Brooklyn, New York artist Meg Hitchcock weaves together spiritual traditions by cutting away from religious texts letter by letter, then placing these characters by hand in a swirling combination of characters creating the words of other holy books. Hitchcock was raised as a fundamentalist Christian and now does not identify with religious learnings. Through her work, the artist celebrates all religions and the human need for transcendence– to reach outside of oneself for a connectedness with ‘the other’. Through her works Hitchcock feels she honors this timeless urge in humanity by uniting various faith systems through art, raising both religions by making art from their only actualized form.
The artist says of her work:
‘I incorporate and ‘cross-pollinate’ the sacred writings of all spiritual traditions, suggesting that all religions derive from the same source, and are sustained in the same unwavering faith.

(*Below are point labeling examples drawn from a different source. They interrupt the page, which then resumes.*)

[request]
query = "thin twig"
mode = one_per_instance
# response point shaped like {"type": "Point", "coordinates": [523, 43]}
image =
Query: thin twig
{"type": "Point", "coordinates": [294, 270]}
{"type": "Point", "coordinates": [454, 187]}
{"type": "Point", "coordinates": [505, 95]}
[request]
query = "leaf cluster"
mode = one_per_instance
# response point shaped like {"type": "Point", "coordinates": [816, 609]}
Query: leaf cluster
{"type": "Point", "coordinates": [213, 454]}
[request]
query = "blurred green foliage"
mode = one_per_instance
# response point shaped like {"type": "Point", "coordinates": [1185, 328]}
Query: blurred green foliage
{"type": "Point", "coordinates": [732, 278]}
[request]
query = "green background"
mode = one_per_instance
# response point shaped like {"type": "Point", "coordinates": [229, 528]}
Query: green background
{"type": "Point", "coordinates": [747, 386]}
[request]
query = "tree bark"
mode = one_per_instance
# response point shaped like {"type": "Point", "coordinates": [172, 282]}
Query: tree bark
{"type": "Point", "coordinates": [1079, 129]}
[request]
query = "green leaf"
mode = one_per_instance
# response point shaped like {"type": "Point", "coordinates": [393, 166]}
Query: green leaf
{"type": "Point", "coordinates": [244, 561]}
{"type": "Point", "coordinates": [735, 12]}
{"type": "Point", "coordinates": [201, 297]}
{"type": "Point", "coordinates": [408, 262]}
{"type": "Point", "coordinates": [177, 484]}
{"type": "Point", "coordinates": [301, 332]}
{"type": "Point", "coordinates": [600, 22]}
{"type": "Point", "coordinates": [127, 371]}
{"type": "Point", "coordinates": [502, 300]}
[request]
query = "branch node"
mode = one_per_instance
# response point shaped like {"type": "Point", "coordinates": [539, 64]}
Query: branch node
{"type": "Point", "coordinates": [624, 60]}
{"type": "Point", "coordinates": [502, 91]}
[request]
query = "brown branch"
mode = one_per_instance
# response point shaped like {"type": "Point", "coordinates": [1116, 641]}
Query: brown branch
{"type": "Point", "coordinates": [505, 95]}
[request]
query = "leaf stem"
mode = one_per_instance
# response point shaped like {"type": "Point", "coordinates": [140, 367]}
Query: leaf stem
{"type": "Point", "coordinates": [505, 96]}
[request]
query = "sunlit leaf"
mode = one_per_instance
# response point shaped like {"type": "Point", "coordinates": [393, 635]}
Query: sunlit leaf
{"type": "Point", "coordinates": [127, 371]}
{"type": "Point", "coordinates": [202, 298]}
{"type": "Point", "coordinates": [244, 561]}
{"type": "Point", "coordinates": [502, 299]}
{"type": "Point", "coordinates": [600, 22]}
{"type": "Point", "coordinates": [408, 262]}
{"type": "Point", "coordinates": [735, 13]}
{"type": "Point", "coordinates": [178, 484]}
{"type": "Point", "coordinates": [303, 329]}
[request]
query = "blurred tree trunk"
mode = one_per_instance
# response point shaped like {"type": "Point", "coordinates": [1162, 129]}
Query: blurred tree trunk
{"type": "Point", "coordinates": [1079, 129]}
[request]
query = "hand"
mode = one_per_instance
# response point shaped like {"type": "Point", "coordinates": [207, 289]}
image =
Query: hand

I recreated a chapter from the koran called ‘Repentance’ by cutting letters from ‘The Satanic Verses’, the novel by Salman Rushdie. By reconfiguring the letters of this controversial novel into a passage from the Koran, I seek to bring restitution to the original offense. It is not my place to speculate whether Mr. Rushdie regrets or seeks repentance for producing his novel; my intention with this text drawing is to address the issue of religious intolerance and extremism under which he and others have greatly suffered‘.